La guerre en Iran s'inscrira dans le temps long. Dès les premières heures de l'opération militaire américaine, le locataire de la Maison Blanche, Donald Trump, a estimé que le conflit pourrait durer au moins un mois ou plus.
Mais les représailles du régime de Téhéran mettent les cours du pétrole et du gaz à rude épreuve. Et, sur la côte d'Azur, la crainte d'un engagement de la France dans le conflit est dans toutes les têtes.
Tenant son chien en laisse, Gisèle se promène sur le front de mer de Cannes. Interrogée sur la situation au Proche-Orient, elle ne cache pas son inquiétude. "Franchement, l'angoisse que la France se mêle de tout ça, elle est réelle", confie-t-elle au micro d'Europe 1.
"C’est certain, on va être impactés"
Un peu plus loin, un visiteur venu du nord de la France est moins anxieux. "On ne peut pas rester à l'écart. C'est un conflit qui nous intéresse malgré tout, notamment en raison des conséquences économiques qui en résultent", estime-t-il.

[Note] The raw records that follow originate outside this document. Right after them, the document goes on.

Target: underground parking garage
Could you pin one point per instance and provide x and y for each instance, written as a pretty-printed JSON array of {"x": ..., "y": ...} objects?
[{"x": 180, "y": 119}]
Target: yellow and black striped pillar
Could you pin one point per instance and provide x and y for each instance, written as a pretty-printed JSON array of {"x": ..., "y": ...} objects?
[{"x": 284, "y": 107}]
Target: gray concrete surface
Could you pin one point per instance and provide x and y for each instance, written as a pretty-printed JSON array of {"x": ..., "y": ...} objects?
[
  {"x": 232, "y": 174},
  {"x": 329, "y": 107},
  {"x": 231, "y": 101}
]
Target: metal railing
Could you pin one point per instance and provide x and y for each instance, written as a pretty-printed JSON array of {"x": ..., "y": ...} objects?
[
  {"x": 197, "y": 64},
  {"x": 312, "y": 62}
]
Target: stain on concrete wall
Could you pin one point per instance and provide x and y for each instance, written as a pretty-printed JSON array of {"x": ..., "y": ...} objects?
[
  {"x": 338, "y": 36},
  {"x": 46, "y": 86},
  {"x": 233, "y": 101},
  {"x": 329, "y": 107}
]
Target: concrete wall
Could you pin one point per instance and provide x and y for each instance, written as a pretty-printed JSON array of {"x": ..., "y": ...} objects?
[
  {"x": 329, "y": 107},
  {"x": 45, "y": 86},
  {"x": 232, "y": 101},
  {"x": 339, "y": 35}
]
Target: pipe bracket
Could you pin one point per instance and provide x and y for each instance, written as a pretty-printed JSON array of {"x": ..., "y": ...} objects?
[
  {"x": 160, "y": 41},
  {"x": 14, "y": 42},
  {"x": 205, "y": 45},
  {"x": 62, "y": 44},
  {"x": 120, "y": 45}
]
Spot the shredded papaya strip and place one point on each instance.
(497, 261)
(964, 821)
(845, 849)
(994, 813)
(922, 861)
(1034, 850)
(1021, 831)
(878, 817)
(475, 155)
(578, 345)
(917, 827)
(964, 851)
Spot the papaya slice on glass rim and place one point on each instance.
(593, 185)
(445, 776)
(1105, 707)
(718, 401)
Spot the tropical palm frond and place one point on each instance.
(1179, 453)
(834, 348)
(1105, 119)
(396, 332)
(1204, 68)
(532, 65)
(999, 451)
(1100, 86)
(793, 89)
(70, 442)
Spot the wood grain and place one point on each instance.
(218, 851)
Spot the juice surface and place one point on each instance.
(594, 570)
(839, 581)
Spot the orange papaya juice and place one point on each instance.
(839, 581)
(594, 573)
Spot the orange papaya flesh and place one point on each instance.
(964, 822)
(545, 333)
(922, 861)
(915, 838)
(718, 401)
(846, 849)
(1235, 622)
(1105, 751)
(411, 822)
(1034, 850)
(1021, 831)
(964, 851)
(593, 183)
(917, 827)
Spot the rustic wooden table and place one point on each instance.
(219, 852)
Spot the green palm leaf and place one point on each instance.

En vacances à Cannes, Jean-Claude qui habite Belfort, redoute les conséquences du conflit en France. "C’est certain, on va être impactés, aussi bien par le terrorisme que sur un plan économique, que ce soit pour le prix de l'énergie ou les matières premières", indique-t-il.
Patrice, un retraité de Mandelieu-la-Napoule à un avis différent : "On a déjà vécu des vagues d’attentats, il faut qu'on ait une autorité qui soit sérieuse pour protéger les gens", a analyse-t-il.
Des jeunes inquiets
Lui regrette que la France ne soit pas plus impliquée. "On a un accord avec les pays arabes pour les soutenir s'ils sont attaqués. Il faut agir, pas parler !", rappelle le retraité.
Dans les rues de Cannes, les jeunes rencontrés semblent plus inquiets. Une étudiante explique craindre l’envoi de militaires français.
"Je n’ai pas envie qu'on soit contraint par des choix pour protéger d'autres pays et qu'on arrive au stade où nous devons nous engager pour un pays qui n’est pas le nôtre, même s’il faut s'entraider et ce sont les alliances".
Et cette jeune cannoise de conclure, en regardant les deux amis qui l’accompagne : "C'est un sujet un peu difficile pour nous".